Rank-and-file establishment Democrats and former Democrats lined up to oppose Ocasio-Cortez’s agenda and even her candidacy after she unexpectedly defeated 10-term incumbent Rep. Joe Crowley, who was widely expected to step into the party’s leadership (and perhaps even as Speaker once Dems won the House back).
“Meteors fizz out,” said Rep. Alcee Hastings, D-Fla., said, as reported by The Hill.
“What she will learn in this institution is that it’s glacial to begin with, and therefore no matter how far you rise, that’s just how far you will ultimately get your comeuppance. You come up here and you’re going to be buddy-buddy with all the folks or you’re just going to make them do certain things? Ain’t happening, OK?”
The Hill noted further:
Some legislators are voicing concerns that Ocasio-Cortez appears set on using her newfound star power to attack Democrats from the left flank, threatening to divide the party — and undermine its chances at retaking the House — in a midterm election year when leaders are scrambling to form a united front against President Trump and Republicans.
“She’s carrying on and she ain’t gonna make friends that way,” said Rep. Bill Pascrell (D-N.J.). “Joe conceded, wished her well, said he would support her … so she doesn’t know what the hell she’s talking about.”
“She’s not asking my advice,” he added, “[but] I would do it differently, rather than make enemies of people.”
When asked if he believed that Ocasio-Cortez was making some enemies within her party, Pascrell was direct: “Yes. No doubt about it.”
It turns out The Hill, and those Democrats who sounded the warning about Ocasio-Cortez were right. She’s turned out to be every bit as combative and divisive within her own party as predicted, even going so far recently as to claim she was ‘taking names’ of ‘moderate Democrats’ who voted with Republicans on recent legislation to target them for primary challenges.
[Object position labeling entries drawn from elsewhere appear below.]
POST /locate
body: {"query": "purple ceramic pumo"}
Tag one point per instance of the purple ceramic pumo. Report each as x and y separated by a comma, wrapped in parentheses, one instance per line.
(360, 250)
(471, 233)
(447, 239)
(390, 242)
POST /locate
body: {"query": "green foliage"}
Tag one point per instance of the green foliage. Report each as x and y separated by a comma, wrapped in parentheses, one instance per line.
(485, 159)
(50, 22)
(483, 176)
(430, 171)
That really ticked off a lot of those Democrats, CNN‘s Chris Cillizza noted:
“There is, without a doubt, a myth that Alexandria Ocasio-Cortez somehow represents the narrative of Democratic primary voters in the country,” Alabama-based Democratic pollster John Anzalone, who polled for Barack Obama’s 2012 re-election race, told The Washington Post over the weekend. “Almost half of them identify themselves as moderates or conservative.”
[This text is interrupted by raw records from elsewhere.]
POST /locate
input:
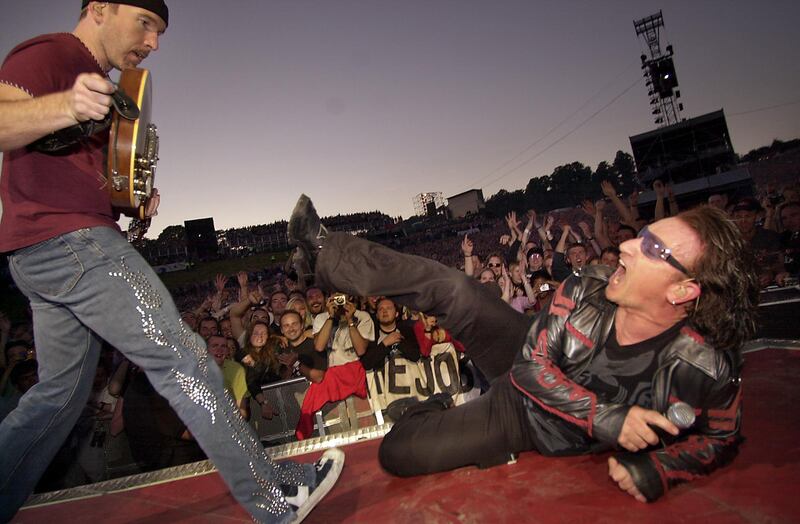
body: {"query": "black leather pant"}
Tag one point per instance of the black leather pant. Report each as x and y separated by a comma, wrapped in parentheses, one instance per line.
(491, 330)
(430, 438)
Is Anzalone right about the makeup of Democrats? He is, according to Gallup polling of Democrats in 2018. That data showed that 51% of Democrats identified themselves as liberal last year, while 47% call themselves either moderate (34%) or conservative (13%).
Meanwhile, another freshman Democrat, Rep. Ilhan Omar of Minnesota, has repeatedly angered and embarrassed party elders with her repeated anti-Semitic attacks on members of the Jewish faith and on Israel.
In fact, the anti-Semitism — Omar is Muslim — has become so pronounced that Democrats felt compelled to rebuke her (without mentioning her name — their hypocrisy only goes so far) this week.
The Washington Examiner reported:
House Democrats will vote on a resolution Wednesday condemning anti-Semitism, but the measure will not name Rep. Ilhan Omar, D-Minn., whose comments prompted the rare condemnation from her fellow lawmakers.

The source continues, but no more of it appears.